Saturday, November 9, 2013
DuPont Ballroom H (Washington Marriott)
*Names in bold indicate Presenter
In this paper we offer a qualitative analysis of a residential mobility program in Baltimore, the Thompson program. Since 2003, Thompson has assisted over 2,000 low-income African American families to move from high-poverty, highly-segregated neighborhoods in Baltimore City to low-poverty, racially-mixed neighborhoods throughout the Baltimore region. Data from over 110 interviews suggests that experience in the program shifted respondents’ “residential choice frameworks”—sets of preferences related to housing and place of residence. The magnitude of change in the neighborhood quality experienced through Thompson prompted respondents to broaden, re-scale and re-order their residential choice frameworks. Overall, respondents revealed raised expectations for what social contexts such as schools and neighborhoods can contribute to the well being of their children and families.
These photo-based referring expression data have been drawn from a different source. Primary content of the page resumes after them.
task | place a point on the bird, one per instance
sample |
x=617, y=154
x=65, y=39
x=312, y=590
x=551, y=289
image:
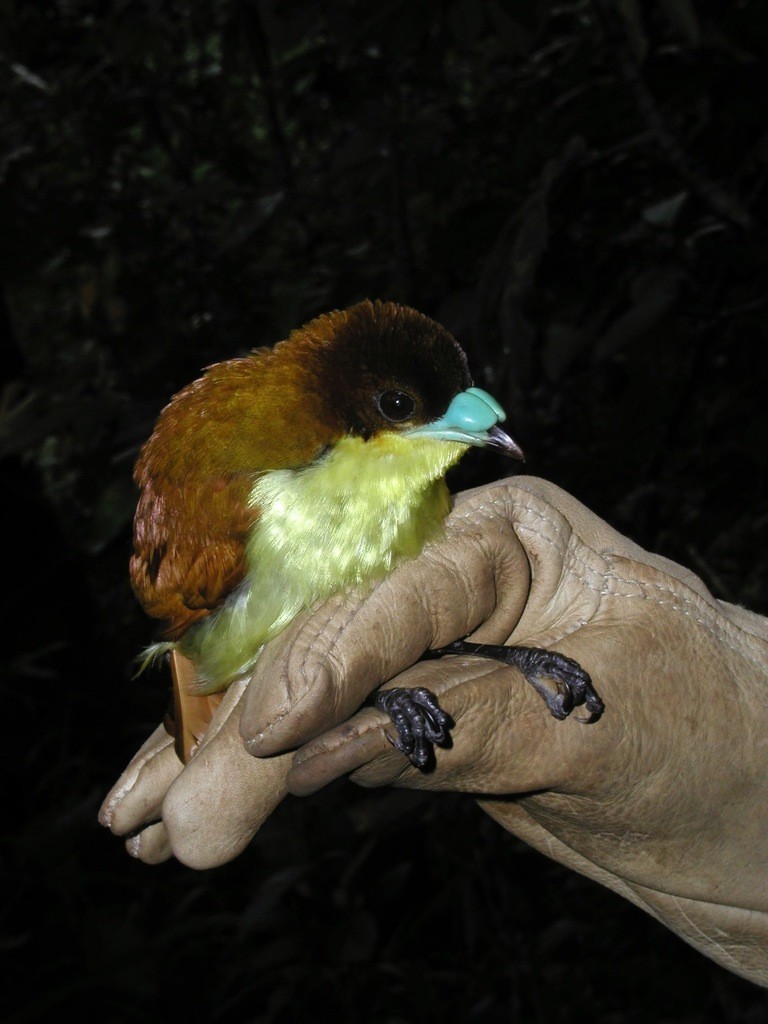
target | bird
x=281, y=477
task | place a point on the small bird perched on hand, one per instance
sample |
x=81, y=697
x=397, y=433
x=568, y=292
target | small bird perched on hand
x=287, y=475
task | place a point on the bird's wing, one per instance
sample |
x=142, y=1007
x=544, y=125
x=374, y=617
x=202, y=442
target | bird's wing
x=189, y=548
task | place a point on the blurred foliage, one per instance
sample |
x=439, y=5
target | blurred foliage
x=576, y=189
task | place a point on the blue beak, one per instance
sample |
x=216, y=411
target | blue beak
x=472, y=418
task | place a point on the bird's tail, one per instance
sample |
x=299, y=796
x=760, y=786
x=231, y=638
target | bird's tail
x=150, y=655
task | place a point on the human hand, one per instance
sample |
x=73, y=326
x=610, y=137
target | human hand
x=664, y=800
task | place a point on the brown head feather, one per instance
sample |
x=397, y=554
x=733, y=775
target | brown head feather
x=274, y=409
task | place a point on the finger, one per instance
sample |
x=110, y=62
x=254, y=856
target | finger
x=151, y=845
x=136, y=798
x=222, y=798
x=323, y=668
x=504, y=739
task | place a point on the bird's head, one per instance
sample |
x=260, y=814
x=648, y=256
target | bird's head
x=392, y=370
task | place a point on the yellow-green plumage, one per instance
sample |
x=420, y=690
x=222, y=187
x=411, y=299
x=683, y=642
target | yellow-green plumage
x=341, y=522
x=280, y=478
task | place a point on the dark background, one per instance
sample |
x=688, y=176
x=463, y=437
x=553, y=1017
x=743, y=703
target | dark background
x=579, y=192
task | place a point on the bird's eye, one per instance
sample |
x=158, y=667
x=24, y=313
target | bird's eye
x=395, y=406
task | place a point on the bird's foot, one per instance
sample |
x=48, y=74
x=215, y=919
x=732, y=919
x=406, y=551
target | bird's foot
x=573, y=686
x=419, y=720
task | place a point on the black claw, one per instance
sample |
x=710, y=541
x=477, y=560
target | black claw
x=574, y=687
x=419, y=720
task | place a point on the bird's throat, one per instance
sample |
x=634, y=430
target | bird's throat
x=341, y=522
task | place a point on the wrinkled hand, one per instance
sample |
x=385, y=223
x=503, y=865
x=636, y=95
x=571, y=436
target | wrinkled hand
x=664, y=800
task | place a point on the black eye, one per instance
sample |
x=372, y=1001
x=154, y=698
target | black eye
x=395, y=406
This is significant in light of past research that shows that low-income renters often discount the importance of neighborhood context and instead make residential choices based on the characteristics of housing units. Respondents also described expanding their “comfort zones,” indicating new willingness to live in locations they had not considered in the past. We illustrate how Thompson shifted participants’ residential choice frameworks along three dimensions: school quality, neighborhood safety or what respondents termed “quiet,” and racial diversity. We contend that shifts in residential choice frameworks are distinct second-order policy benefits that ultimately promoted longer duration in high opportunity neighborhoods for families and children.